LONDON (Reuters) – A British believe that the United Kingdom could cease to exist in its current form in the coming ten years, according to a survey by Ipsos (PA:ISOS) MORI released on Friday.
In 2014, in the midst of the campaign on the referendum of independence of Scotland, they were only 43% of this opinion.
Conversely, they are more than 29% believe that the current structures of the United Kingdom, inherited from the treaty of Union of 1707, will still be in place in ten years.
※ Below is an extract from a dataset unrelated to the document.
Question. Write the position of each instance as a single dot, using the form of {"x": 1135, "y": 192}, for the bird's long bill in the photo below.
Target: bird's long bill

They were 45% share this opinion in 2014.
“The british public is now far more divided on the prospects of the Union than it was in 2014, when the future of the Union was subject to an intense debate with barely three months to the referendum on the independence of Scotland,” says Emily Gray, executive director of Ipsos MORI Scotland.
At the time, the Scots had rejected independence by 55% of the vote against 45%.
But the Brexit has raised the ambitions of the pro-independence scottish while strengthening the camp of nationalist in Northern Ireland, which advocates a reunification of the island of Ireland.
In Scotland as in Northern Ireland, the output of the european Union has been overwhelmingly rejected – by respectively 62% and 56% of voters in the referendum of June 23, 2016, while in the whole of the United Kingdom, the camp of the Brexit won with 52% of the vote.
The Ipsos MORI survey was conducted between 25 and 28 October with a sample of 1.001 adults aged at least 18 years of age.